This is a guest post by Nightwatchman
The Middle East’s recent uprisings are mostly seen as a disaster for the region’s ageing authoritarians and their legions of grasping relatives and hangers-on.
However, these events are also developing into a rout of the UK’s network of pro-Islamist lobbyists.
Previously these individuals had argued that western policy-makers ultimately faced a stark choice in the Middle East between al-Qaeda on one hand and more ‘mainstream’ Islamists like the Muslim Brotherhood on the other.
Recent events have turned this worldview upside. Egypt, Tunisia and a growing list of other Middle Eastern countries have shown that the desire for liberal, democratic governance is alive and well across the Arab world.
Islamists parties, while by no means finished, are dead in the water, their vacuous ‘Islam is the solution’ slogans rejected by protesters who want actual policies and real change instead of empty rhetoric.
The result is that the Middle East’s political scene is increasingly shaping up as a contest not between different brands of Islamism but between aging, out-of-touch Islamists and youthful, outward-looking secular and democratic liberals.

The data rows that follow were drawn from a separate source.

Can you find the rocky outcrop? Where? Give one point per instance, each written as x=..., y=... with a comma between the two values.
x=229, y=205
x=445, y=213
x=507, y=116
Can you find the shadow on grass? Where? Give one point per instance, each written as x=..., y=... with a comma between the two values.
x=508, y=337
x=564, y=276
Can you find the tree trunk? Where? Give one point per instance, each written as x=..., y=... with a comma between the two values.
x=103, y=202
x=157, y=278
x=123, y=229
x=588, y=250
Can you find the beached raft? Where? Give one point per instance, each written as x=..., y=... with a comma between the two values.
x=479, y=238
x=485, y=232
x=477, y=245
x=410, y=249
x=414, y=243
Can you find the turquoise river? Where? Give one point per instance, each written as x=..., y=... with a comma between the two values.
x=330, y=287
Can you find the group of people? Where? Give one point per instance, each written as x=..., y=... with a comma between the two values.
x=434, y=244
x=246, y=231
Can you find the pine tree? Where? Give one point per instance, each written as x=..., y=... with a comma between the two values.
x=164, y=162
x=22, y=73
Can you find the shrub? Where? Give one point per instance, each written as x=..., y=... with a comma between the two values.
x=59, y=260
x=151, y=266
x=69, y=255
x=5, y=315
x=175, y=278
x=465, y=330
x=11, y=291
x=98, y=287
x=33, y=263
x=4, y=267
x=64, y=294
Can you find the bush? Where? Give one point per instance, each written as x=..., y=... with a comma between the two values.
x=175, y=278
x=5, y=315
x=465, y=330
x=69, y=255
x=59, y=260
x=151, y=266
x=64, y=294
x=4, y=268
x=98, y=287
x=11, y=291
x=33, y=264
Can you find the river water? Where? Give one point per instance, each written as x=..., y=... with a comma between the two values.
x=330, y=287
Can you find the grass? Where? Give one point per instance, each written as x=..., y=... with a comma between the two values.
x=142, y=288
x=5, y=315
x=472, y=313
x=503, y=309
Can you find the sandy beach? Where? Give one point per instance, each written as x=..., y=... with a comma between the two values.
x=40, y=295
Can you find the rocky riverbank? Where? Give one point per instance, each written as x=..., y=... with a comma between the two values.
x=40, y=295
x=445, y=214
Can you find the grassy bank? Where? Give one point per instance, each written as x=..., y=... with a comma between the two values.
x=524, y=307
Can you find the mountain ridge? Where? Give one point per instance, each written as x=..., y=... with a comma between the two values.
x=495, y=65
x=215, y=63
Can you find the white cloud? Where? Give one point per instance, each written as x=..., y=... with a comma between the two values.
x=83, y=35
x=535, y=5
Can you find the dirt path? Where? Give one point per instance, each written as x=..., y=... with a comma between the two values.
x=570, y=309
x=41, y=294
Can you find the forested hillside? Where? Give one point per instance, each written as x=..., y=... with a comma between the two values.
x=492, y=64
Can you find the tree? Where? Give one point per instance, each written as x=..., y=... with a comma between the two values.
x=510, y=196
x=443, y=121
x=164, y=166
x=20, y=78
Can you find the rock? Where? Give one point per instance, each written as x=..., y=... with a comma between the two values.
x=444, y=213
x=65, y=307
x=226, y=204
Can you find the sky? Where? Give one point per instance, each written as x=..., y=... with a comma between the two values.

Thus while the pro-Islamist brigade could once argue that the ‘moderate’ Islamists of the Muslim Brotherhood were merely the best of a bad bunch, these same Islamists are today increasingly looking like reactionary has-beens, dreaming of hoary Islamist dictatorships while the youth of the Arab world leapfrog over them to embrace modernity and global citizenship.
Already there are signs that many of the most prominent campaigners for Islamism may be starting to jump ship.
Seamus Milne’s most recent piece on Egypt, despite being laden down with false assumptions and lazy anti-Americanisms, made no mention of Islamists and instead saluted trade unions and workers as being the driving force being the revolution.
Jamie Bartlett of Demos has issued a timely retraction of his former beliefs, backing David Cameron’s recent speech, calling for Islamists in the UK to be shut off from government funding and pledging himself to universal values of ‘democracy, liberty, freedom, justice, tolerance.’
‘Forward Thinking’ and ‘Conflicts Forum’ meanwhile – both long-term advocates of the ‘inevitability’ theory of an Islamist triumph across the Middle East, have meanwhile said absolutely nothing about events in Egypt – probably wisely.
Others, however, may have more difficulty extricating themselves from their pro-Islamist leanings and may not even have the option of remaining tactfully silent.
Andy Hull, of IPPR, is for instance enmeshed in a lengthy and ongoing partnership with the Muslim Brotherhood front-group the Cordoba Foundation to conduct a study of madrassas in Britain.
Robert Lambert and Jonathan Githens-Mazer, having deftly destroyed their reputations with their most recent piece of research probably do not even have the space to backtrack or to remain silent – not least because the sole current funder of their centre at Exeter University is pro-Islamist al-Jazeera network. (Indeed, it has been suggested to me that Lambert and Githens-Mazer were forced to rush out their disastrous recent report under intense pressure from their funders.)
Those who do not jump off the pro-Islamism bandwagon soon will find the promotion of Islamism becoming immeasurably harder over the coming months.
For the first time, as politics in the Middle East becomes more open, free and transparent, they will be overtly arguing in favour of a totalitarian lunatic fringe against liberals and democrats; defending advocates of religious apartheid against those who believe in equality, defending anti-Semites against citizens of the world; defending those who wish to destroy democratic values against those who wish to uphold them.
This is not a fight that they can win.